Sounds good, right? But,

“It becomes more bureaucracy than health care,” said Greg Scandlen, an independent health care consultant. “Congress got together and said, wouldn’t it be great if we could create something that could lower costs and improve quality, and they called it a medical home. Politicians come up with swell terminology for something that won’t work and that we’ll spend a lot of money on.”

Hogberg reviews research on the effectiveness of medical homes in improving quality and decreasing costs – the results are mixed.
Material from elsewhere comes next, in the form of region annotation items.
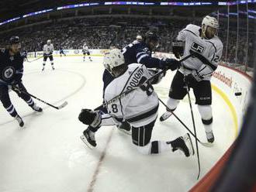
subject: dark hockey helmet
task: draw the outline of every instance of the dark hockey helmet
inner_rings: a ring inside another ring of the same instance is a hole
[[[153,31],[147,31],[144,36],[144,42],[151,50],[154,50],[158,46],[158,36]]]
[[[10,45],[19,43],[19,36],[12,36],[10,38],[9,43],[10,43]]]

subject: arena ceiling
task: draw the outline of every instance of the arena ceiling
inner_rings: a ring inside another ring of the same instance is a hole
[[[126,1],[126,0],[123,0]],[[82,1],[82,0],[2,0],[0,1],[0,20],[6,20],[12,18],[19,16],[20,15],[27,14],[33,12],[40,11],[43,9],[56,8],[58,6],[73,5],[78,3],[86,3],[86,2],[99,2],[102,1],[99,0],[90,0],[90,1]],[[106,2],[116,2],[116,1],[106,1]],[[130,0],[132,2],[132,0]],[[133,1],[134,2],[134,1]],[[159,1],[150,1],[150,0],[137,0],[136,2],[159,2]],[[172,2],[164,1],[162,2]],[[195,1],[188,0],[177,0],[177,2],[192,2]],[[209,0],[204,0],[203,2],[212,2]]]

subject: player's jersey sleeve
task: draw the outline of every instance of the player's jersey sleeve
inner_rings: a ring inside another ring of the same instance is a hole
[[[185,29],[183,29],[178,33],[178,36],[176,38],[177,40],[185,41],[187,39],[186,37],[188,36],[190,36],[192,34],[196,36],[196,26],[192,24],[188,25]]]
Don’t forget the big picture: regardless of their merit, politicians should not tell doctors how to run their practices and how to relate to their patients.  As Michael Cannon at Cato has noted, government already does this:

Rather than allow a level playing field for all payment systems, so that competition forces them all to improve, government tips the scales toward fee-for-service. Medicare is the largest purchaser of medical services in the U.S., and it operates largely on a fee-for-service basis. According to former Medicare chief Thomas Scully, “in many markets Medicare and Medicaid comprise over 65 percent of the payments to hospitals, and more than 80 percent in some physician specialties.” No wonder a recent New England Journal of Medicine study found that only 1.5 percent of non-federal hospitals use a comprehensive EMR system. Name any quality innovation that might save money by avoiding unnecessary services — EMRs, bar-code scanners for prescription drugs, surgery checklists. Medicare blocks them all. The Left bemoans the resulting quality problems, yet is desperately trying to subject even more of the market to the very stagnation Medicare introduces. Massachusetts, with its commission to develop a single payment system for its entire health-care sector, is diving head first into the cement. It makes no difference if government chooses a different payment system than Medicare’s. The problem isn’t the particular payment system, but the lack of competition from other systems.